30.07.2021 | Regionalverband Weser-Ems

Gute Noten trotz schwierigster Bedingungen

Neun Auszubildende an der Notfallsanitäterschule Weser-Ems freigesprochen

Insgesamt neun Auszubildende an der Notfallsanitäterschule Weser-Ems der Johanniter-Unfall-Hilfe haben ihre Prüfungen bestanden und wurden jetzt freigesprochen. Nur eine Schülerin scheiterte an einer Teilprüfung, die sie jetzt nachholen kann. Insgesamt waren die Ergebnisse gut, was nicht selbstverständlich war. „Die Bedingungen, unter denen Sie Ihre Ausbildung meistern mussten, waren ganz besonders herausfordernd“, betonte Wilfried Barysch, Mitglied im Vorstand des Regionalverbands Weser-Ems der Johanniter-Unfall-Hilfe. Ganz oben auf der Liste stehe die Corona-Pandemie. Die angehenden Notfallsanitäter taten weiter ihren Dienst und trugen damit dazu bei, den Rettungsdienst aufrecht zu erhalten. Gleichzeitig wurde der Präsenzunterricht untersagt. „Leben retten lernen über Online-Seminare ist schwierig“, erklärte Barysch. „Aber Sie haben auch das geschafft.“ Bestanden haben Niklas Bakker (Johanniter-Unfall-Hilfe Wilhelmshaven), Hannah Brauweiler (Johanniter-Unfall-Hilfe Osnabrück), Rouven Brunkau und Anna Dreyer (beide Johanniter-Unfall-Hilfe Oldenburg), Jonas Kempf und Gina-Marie Schmidtke (beide Johanniter-Unfall-Hilfe Ahlhorn) sowie Julia Schurig und Merle Meier (beide Johanniter-Unfall-Hilfe Stedingen).

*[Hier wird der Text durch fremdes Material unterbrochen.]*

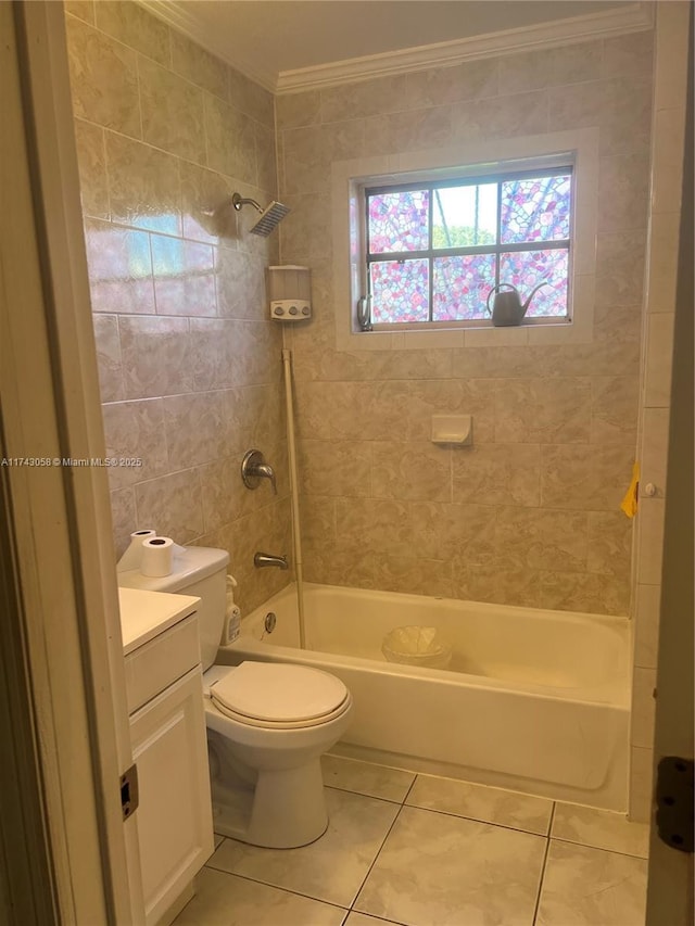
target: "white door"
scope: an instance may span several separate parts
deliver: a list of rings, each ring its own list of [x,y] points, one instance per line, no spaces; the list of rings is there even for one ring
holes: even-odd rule
[[[0,2],[0,737],[16,770],[0,918],[126,926],[142,898],[106,472],[67,462],[105,446],[62,3]]]
[[[664,570],[661,575],[661,620],[657,667],[657,701],[655,733],[655,776],[666,757],[693,761],[693,16],[688,100],[685,126],[685,162],[683,165],[683,212],[673,332],[673,381],[671,385],[671,418],[669,429],[668,496],[664,538]],[[683,765],[684,763],[672,763]],[[692,772],[691,772],[692,774]],[[674,769],[671,787],[668,771],[658,774],[664,794],[659,810],[661,830],[672,843],[664,841],[653,820],[649,845],[647,888],[648,926],[692,926],[695,922],[693,903],[693,853],[675,848],[684,839],[690,824],[692,834],[692,783],[690,810],[684,810],[679,781],[687,772]],[[674,801],[674,803],[671,803]],[[687,798],[685,798],[687,801]],[[669,819],[672,815],[672,819]],[[673,825],[671,825],[671,823]]]

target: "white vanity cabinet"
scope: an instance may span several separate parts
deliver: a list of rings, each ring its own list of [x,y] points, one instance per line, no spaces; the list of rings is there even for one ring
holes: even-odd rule
[[[214,851],[198,599],[119,594],[146,923],[154,926],[178,913]]]

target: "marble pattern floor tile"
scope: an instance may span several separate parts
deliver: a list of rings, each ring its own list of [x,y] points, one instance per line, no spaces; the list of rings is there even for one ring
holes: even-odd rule
[[[381,919],[377,916],[367,916],[366,913],[356,913],[354,910],[348,914],[344,926],[389,926],[393,923],[394,926],[402,926],[395,919]]]
[[[644,926],[644,859],[551,840],[535,926]]]
[[[404,807],[354,908],[406,926],[531,926],[546,840]]]
[[[350,906],[399,812],[388,801],[326,788],[328,829],[300,849],[260,849],[225,839],[208,862],[316,900]]]
[[[623,855],[646,859],[649,848],[649,827],[632,823],[623,814],[610,810],[558,801],[555,806],[551,836],[566,842],[579,842],[594,849],[607,849]]]
[[[344,915],[339,906],[203,868],[174,926],[341,926]]]
[[[414,772],[388,769],[357,759],[343,759],[341,756],[324,756],[321,770],[324,784],[328,787],[397,803],[403,803],[415,781]]]
[[[553,801],[454,778],[418,775],[406,804],[547,836]]]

Ebenfalls bestanden hat Kathinka Potthoff vom Malteser-Hilfsdienst.

Die Ausbildung der Notfallsanitäter ist für die Johanniter in Weser-Ems ein wichtiger Beitrag zur Nachwuchsgewinnung. Deshalb haben die Johanniter auch allen neuen Notfallsanitätern ein Übernahmeangebot gemacht. Aktuell lernen mehr als 60 Menschen bei den Johannitern einen Beruf – neben den Notfallsanitätern sind das angehende Pflegefachkräfte, kaufmännische Mitarbeitende oder Erzieher und Sozialpädagogen. Im August treten zudem 13 weitere ihre jeweiligen Ausbildungen an, zehn im Rettungsdienst als Notfallsanitäter, zwei in der Pflege und eine im kaufmännischen Bereich. „Wir haben immer Bedarf an guten Leuten und bieten interessante Zukunftsperspektiven“, sagte Barysch. Von den acht Johanniterinnen und Johannitern bleiben fünf. „Allen anderen, die eine neue Herausforderung suchen, wünschen wir natürlich alles Gute für den weiteren Lebensweg und hoffen, dass euer Weg euch eines Tages wieder zu uns zurückführt“, betonte Barysch.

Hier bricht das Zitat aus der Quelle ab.